Der damalige Zeithorizont war schon bemerkenswert. Der CSU-Bürgermeister Franz Schnitzenbaumer stellte sein Wunschkonzert vor: „im Herbst des laufenden Jahres den Keller des geplanten Erweiterungsbaus zu erstellen“. Der Bürgermeister wollte mit dem Keller des Anbaus bereits im Herbst 2015 fertig sein.

Noch einmal zur Klarstellung, der nächste Schritt dauerte doch wesentlich länger als vom Bürgermeister und Architekten erhofft: es sollte schnellstens die Planung den Beteiligten – wie etwa Vereinen am Ort – vorgestellt werden. Hinsichtlich einer Beteiligung der an der späteren Nutzung interessierten Vereine an den Baukosten sowie Hand- und Spanndiensten durch die Vereine war ausdrücklich die Rede.

Nicht viel ist von den damaligen Jugendblütenträumen des CSU-Bürgermeisters Franz Schnitzenbaumer und des Architekten Johannes Wegmann – ihres damaligen Sommermärchens – geblieben. Das Fazit: die Baukosten sind gut dreimal so hoch, die Bauzeit mindestens bis Frühjahr 2018 kalkuliert und von Baukostenbeteiligungen sowie Hand- und Spanndiensten redet niemand mehr. Es gab nach Aussagen des Bürgermeisters angeblich auch wenig Resonanz von Vereinen.

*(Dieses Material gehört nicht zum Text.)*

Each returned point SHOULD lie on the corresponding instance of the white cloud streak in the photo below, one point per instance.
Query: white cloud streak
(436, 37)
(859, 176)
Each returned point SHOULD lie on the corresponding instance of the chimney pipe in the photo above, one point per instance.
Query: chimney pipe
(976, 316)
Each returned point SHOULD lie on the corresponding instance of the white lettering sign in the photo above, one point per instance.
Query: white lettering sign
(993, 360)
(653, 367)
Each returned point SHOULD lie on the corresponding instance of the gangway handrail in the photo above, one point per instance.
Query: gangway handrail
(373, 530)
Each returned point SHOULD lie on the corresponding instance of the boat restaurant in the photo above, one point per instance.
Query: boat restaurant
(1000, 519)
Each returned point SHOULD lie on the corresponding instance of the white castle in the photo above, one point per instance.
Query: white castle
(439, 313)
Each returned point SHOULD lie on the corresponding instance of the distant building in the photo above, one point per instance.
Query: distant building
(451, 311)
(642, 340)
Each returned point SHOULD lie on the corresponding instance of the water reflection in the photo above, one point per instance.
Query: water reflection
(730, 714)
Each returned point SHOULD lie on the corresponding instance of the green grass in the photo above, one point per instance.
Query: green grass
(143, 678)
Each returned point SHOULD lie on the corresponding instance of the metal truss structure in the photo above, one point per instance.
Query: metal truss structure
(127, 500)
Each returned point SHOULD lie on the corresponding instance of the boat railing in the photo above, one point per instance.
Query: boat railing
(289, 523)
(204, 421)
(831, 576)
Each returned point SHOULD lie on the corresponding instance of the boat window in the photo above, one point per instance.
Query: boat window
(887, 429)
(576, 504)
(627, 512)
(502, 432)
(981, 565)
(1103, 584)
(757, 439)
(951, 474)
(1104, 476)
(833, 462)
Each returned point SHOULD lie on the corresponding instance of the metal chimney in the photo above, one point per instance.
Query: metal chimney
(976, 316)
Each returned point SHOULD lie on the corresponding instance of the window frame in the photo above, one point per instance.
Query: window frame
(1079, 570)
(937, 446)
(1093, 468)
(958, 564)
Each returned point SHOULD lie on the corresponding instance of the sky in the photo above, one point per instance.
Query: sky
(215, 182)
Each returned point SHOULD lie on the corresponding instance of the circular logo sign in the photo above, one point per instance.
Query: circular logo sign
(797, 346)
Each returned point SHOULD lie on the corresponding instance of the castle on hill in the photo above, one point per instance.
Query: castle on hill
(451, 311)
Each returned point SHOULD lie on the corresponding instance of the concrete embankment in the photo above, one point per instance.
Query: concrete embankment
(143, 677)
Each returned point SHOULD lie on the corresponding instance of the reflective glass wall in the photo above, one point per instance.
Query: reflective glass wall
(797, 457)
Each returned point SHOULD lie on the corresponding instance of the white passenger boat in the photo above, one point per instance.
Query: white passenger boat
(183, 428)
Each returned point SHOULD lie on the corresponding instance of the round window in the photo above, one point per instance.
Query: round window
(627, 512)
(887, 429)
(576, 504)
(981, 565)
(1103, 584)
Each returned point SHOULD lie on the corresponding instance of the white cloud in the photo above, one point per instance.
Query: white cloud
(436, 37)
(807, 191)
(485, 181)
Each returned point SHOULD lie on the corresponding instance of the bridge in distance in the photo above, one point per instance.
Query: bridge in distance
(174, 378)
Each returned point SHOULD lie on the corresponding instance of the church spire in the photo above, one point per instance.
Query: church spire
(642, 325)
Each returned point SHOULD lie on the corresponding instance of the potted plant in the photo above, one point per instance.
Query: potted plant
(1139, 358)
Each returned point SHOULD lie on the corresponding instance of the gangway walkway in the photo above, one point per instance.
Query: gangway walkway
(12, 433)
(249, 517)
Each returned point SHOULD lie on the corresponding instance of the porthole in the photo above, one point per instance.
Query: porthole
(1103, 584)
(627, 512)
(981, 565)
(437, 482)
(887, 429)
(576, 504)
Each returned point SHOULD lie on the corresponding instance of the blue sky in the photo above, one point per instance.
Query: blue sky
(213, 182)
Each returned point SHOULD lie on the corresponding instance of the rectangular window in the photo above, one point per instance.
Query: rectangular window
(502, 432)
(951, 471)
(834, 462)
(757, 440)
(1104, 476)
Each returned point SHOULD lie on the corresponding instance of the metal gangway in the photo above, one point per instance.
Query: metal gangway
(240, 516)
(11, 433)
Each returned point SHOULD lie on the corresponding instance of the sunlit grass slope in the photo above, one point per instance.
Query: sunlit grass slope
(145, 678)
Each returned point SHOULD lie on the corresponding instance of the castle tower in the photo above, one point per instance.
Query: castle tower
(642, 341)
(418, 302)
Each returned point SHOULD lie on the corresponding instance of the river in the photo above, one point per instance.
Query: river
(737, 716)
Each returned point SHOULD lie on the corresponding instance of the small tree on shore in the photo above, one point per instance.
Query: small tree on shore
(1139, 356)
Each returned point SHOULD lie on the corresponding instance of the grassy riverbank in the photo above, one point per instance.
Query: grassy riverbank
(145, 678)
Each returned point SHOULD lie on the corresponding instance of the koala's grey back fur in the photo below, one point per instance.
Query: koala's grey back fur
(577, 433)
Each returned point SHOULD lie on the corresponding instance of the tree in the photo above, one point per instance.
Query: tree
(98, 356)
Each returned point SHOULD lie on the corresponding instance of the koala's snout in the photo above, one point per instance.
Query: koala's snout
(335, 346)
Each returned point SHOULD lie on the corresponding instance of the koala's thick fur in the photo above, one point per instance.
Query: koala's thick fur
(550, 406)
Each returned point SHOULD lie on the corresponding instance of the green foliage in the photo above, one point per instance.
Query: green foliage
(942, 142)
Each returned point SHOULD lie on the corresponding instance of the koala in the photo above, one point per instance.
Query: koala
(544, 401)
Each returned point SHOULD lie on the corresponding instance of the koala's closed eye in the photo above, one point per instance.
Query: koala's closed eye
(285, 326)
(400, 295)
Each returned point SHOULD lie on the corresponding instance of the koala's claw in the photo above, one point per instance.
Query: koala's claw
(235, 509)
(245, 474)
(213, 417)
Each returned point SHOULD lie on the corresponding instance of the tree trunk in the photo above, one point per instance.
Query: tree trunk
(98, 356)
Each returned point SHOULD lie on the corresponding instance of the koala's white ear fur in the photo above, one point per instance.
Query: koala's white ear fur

Obwohl der GR Dr. Bernd Mayer-Hubner dem Architekten damals noch zum gelungenen Entwurf gratulierte, so gab es damals schon konkrete Nachfragen zu diesem Wunschkonzert ohne konkretes Konzept:

„GR Dürr bittet Herrn Wegmann um Auskunft zu der geplanten Gesamtgeschossfläche, zum geplanten umbauten Raum und über die voraussichtlichen Baukosten. Herr Wegmann informiert darüber, dass die Bruttogeschossfläche pro Ebene ca. 300 m2 beträgt. Die grob geschätzten Baukosten betragen zwischen 1.000 €/m2 und 1.400 €/m2. Die genauen Baukosten müssen zum gegebenen Zeitpunkt berechnet werden.“

Manchmal ist es doch ganz hilfreich, die genehmigten Protokolle Revue passieren zu lassen, um auf des Pudels Kern zu kommen. Wir informieren weiter über diese Dauerbaustelle und die bisherige Entwicklung.